Results showed that voluntary guidelines in place since 2004 are not enough to protect workers, Connor said. The federal Occupational Safety and Health Administration (OSHA) has no specific standard for protecting workers in the health-care industry from exposure to toxic drugs.

The agency has issued fewer and fewer regulations since the 1990s, said Janice Camp, a senior lecturer in the Occupational and Environmental Health Sciences Department at University of Washington.

“The health-care industry is notoriously bad for being compliant,” said Camp, the UW lecturer. “You hear the same sort of arguments: ‘Oh, it’s so expensive, it’s too hard, the workers won’t do it. It’s too hard to put ventilation in pharmacies because buildings were never designed for that.’

“It’s the same stuff we heard from heavy industry years ago.”

U.S. Sen. Patty Murray, chair of Employment and Workplace Safety Subcommittee, said worker-safety law hasn’t been updated since it was passed in the 1970s, hindering the agency’s ability to keep up with new hazards in the workplace

“In fact, far from modernizing OSHA, a slew of restrictions, requirements and administrative burdens, not to mention funding limitations, have been placed on OSHA over the past 40 years,” she said.

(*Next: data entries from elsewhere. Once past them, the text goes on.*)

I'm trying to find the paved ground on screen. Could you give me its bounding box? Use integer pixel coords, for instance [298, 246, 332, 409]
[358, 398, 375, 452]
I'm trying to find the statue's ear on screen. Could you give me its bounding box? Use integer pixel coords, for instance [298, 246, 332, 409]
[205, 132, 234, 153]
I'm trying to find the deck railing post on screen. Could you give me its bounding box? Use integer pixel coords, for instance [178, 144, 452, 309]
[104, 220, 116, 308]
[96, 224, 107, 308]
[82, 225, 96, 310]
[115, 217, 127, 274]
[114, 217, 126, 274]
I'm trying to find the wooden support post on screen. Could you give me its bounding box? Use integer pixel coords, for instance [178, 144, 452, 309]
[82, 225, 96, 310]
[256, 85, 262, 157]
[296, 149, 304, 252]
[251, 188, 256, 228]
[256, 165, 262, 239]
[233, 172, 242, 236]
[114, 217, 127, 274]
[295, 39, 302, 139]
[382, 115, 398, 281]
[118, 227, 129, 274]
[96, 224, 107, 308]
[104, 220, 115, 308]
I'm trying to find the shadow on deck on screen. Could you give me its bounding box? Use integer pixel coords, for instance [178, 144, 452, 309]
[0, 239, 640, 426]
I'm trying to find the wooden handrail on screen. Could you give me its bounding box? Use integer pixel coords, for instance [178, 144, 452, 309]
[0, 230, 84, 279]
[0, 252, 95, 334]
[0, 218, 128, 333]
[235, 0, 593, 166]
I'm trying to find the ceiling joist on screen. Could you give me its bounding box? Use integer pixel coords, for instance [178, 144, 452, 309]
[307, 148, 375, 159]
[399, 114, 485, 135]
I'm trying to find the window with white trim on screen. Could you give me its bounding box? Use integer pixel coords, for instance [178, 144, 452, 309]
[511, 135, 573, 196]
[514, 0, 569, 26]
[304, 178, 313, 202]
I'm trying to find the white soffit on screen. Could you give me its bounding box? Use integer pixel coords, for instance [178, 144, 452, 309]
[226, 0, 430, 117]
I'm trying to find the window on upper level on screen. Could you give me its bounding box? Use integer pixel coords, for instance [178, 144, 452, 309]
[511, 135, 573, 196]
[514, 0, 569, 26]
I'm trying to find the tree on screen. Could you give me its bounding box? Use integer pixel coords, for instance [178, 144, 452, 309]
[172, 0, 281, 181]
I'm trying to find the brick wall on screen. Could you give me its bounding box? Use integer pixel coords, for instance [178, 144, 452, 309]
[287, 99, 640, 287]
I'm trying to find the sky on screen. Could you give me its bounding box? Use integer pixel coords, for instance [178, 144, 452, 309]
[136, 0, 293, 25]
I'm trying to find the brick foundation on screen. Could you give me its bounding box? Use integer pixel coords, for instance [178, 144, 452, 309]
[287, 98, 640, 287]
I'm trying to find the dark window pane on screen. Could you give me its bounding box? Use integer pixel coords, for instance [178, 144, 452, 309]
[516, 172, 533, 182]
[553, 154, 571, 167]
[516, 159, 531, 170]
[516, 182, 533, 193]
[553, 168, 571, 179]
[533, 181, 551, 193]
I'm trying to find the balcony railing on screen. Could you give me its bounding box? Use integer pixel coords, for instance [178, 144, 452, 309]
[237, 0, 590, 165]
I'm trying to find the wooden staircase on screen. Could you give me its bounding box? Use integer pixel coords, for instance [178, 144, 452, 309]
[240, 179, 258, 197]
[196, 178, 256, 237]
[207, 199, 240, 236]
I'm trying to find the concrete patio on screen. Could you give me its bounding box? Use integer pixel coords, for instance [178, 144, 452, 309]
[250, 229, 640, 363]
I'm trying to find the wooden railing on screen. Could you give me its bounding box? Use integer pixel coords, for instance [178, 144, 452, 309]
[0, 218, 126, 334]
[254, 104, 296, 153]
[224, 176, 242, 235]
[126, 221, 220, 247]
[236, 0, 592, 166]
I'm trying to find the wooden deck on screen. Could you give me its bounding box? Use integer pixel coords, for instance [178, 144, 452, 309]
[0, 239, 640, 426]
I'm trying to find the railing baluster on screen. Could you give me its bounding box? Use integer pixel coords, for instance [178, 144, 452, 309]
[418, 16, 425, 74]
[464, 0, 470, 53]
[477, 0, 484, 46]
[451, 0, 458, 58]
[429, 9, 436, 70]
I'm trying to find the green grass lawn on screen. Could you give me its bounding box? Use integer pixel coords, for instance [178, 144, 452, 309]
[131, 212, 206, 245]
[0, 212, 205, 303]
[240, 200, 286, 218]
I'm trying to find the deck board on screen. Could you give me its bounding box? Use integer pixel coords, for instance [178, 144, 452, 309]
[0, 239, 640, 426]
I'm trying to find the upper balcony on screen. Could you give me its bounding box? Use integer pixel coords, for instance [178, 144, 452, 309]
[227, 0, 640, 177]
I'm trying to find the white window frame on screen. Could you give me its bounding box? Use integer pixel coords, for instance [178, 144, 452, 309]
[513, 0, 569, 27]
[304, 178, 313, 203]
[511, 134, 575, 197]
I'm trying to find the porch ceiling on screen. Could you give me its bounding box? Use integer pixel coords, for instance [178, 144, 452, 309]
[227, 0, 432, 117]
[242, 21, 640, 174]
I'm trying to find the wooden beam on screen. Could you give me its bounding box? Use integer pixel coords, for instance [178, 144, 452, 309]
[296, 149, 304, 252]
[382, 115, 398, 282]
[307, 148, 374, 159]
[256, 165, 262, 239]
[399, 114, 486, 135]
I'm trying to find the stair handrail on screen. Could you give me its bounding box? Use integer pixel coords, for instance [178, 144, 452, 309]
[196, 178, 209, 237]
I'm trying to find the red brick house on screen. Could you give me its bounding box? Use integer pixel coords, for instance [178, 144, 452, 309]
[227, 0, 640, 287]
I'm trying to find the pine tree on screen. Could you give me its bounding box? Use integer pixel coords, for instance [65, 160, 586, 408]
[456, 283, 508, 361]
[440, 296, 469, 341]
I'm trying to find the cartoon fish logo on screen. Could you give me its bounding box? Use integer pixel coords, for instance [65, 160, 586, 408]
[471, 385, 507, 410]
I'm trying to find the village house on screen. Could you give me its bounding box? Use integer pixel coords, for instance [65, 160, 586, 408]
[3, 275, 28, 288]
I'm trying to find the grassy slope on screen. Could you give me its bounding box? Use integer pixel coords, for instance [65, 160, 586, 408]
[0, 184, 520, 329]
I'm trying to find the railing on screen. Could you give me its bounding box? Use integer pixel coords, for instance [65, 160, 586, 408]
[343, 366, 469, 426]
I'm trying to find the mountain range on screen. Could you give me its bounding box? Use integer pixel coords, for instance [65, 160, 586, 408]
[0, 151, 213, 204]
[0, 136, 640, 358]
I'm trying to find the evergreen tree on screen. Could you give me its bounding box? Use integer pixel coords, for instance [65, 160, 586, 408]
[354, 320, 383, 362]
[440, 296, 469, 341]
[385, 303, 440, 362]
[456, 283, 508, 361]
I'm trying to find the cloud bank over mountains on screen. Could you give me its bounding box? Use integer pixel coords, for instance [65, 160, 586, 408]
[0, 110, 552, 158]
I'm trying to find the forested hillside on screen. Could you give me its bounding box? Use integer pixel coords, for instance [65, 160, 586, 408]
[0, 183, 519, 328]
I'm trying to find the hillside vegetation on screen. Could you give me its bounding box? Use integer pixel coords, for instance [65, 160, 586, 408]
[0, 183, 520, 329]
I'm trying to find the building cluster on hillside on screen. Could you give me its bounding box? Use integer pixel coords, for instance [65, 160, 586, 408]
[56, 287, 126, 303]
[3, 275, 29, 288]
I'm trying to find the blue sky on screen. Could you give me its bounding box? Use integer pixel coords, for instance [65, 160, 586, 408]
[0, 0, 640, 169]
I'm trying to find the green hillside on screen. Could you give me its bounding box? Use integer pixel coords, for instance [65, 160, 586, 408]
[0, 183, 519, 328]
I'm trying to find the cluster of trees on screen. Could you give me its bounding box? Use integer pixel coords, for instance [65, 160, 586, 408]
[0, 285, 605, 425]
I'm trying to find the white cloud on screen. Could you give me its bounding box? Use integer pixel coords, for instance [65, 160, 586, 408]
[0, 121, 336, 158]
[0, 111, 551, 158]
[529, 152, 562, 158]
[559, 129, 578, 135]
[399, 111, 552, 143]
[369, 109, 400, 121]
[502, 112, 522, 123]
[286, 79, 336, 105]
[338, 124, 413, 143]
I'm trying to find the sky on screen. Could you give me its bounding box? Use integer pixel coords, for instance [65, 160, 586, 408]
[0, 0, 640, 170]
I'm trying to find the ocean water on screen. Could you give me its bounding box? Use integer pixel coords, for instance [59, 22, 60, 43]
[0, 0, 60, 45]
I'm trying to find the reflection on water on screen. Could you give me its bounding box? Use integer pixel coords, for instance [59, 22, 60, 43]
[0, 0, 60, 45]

The few standards for regulating toxins that have emerged in recent decades have resulted because a rare cancer or disease was linked to a specific group of workers and a single source of exposures. That’s how standards came about for asbestos, which is linked to mesothelioma, and silica, linked to silicosis.

Washington state, which has its own OSHA plan administered by the Department of Labor and Industries, does not do many inspections of health-care workplaces, said John Furman, occupational-nurse consultant for L&I.

To assess whether its approach with health-care institutions was working, L&I did a “programmed inspection” that targeted a large number of health-care employers a few years ago. It found no major compliance problems in the health-care sector, said Furman.

However, in 2006, the agency did investigate a safety complaint brought by an employee of an outpatient oncology clinic in Centralia and issued citations that were disputed in court, records obtained by InvestigateWest indicate.

The clinic corrected venting in a chemo-mixing area and was fined for not having gowns available that protected against liquid aerosols and splashes. The inspections also included a co-owned clinic in Aberdeen.